La vida sigue en Ciudadanos tras el desastre electoral del 10-N, y no transcurre precisamente por un camino de rosas: el sábado el Consejo General se cerró con una aparente reconciliación entre los sectores de Inés Arrimadas y Luis Garicano pero con intervenciones muy duras a puerta cerrada.

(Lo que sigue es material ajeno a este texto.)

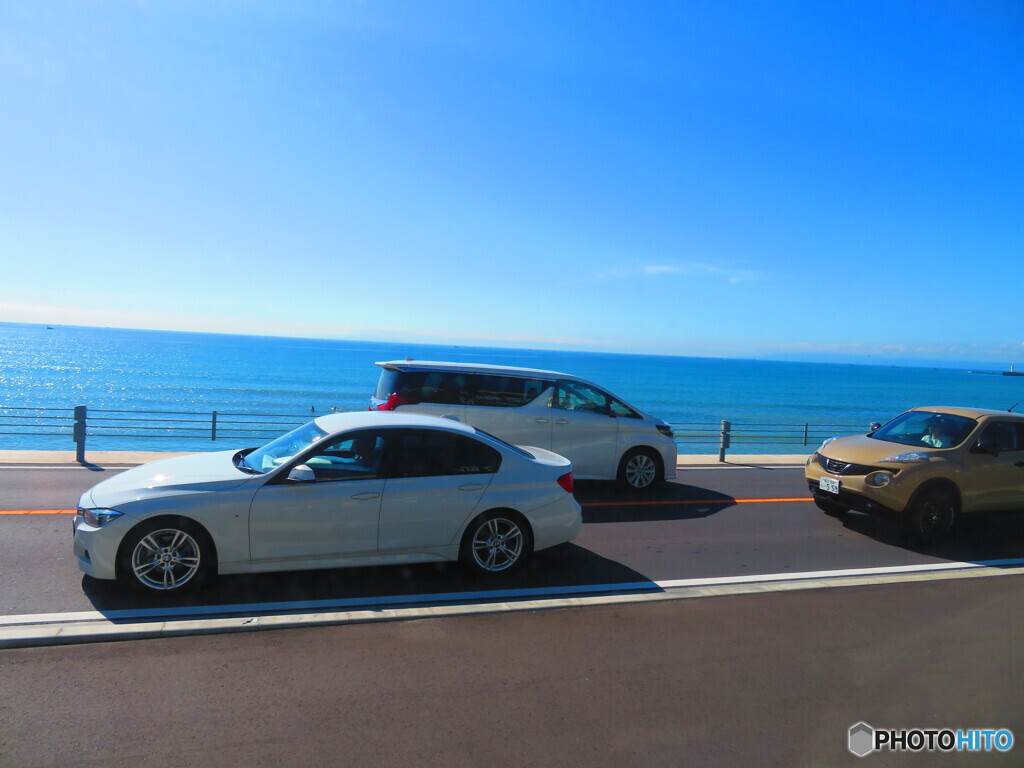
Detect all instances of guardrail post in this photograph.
[72,406,88,464]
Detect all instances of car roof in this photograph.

Pero en los territorios los naranjas continúan a tortas, caso de Murcia donde co-gobiernan con el PP con el apoyo externo de Vox.

La división es un hecho entre los dirigentes murcianos: el sábado tres de los cinco delegados votaron en contra de la candidatura propuesta para la gestora nacional tras la dimisión de Albert Rivera el 11 de noviembre. Los seis diputados autonómicos están enfrentados y las críticas llueven sobre la vicepresidenta Isabel Franco. Todo esto a poco más de una semana de la moción de censura que plantea el PSOE para desalojar al PP y gobernar con los naranjas.

La moción contra el presidente Fernando López Miras procede del hartazgo del PSOE, ganador de las elecciones autonómicas pero en la oposición por la aritmética de pactos. Para el líder socialista regional Diego Conesa, López Miras hizo una «declaración de incapacidad» por la crisis de contaminación masiva en la gran albufera de agua salada. Conesa estalló cuando la Asamblea de Murcia tumbó una propuesta de ley de protección integral del Mar Menor, y lanzó un órdago: o el Ejecutivo autonómico pone medidas urgentes antes del 12 de diciembre para resolver la situación medioambiental o presentará la moción.

Cs, un sálvese quién pueda

Según fuentes socialistas consultadas por este medio, «la moción sigue adelante» si nada cambia. Y nada ha cambiado hasta la fecha, aunque López Miras defiende que va a acudir a la Asamblea en diciembre con unos presupuestos dirigidos a paliar el desastre ecológico.

Conesa necesita los votos de los dos diputados de Podemos y, al menos, cuatro de Ciudadanos. Y Cs está completamente rajado por conflictos internos, a veces personales. Muy criticada por los suyos, la vicepresidenta Isabel Franco tildó la semana pasada de «inmaduro» a López Miras (ha llegado a dirigir una carta criticando al PP, con el que gobierna, en la prensa local) y calificó al senador de su propio partido, Miguel Sánchez, de «pasado».

Sánchez, respetado entre las bases y del sector crítico, enseguida recibió apoyos de la consejera portavoz del Gobierno regional, Ana Martínez Vidal, frente a la vicepresidenta. Igualmente son conocidas las pésimas relaciones entre Franco y el presidente de la Asamblea, Alberto Castillo. La sensación es que la bancada naranja en la región huertana es en estos momentos un sálvese quién pueda.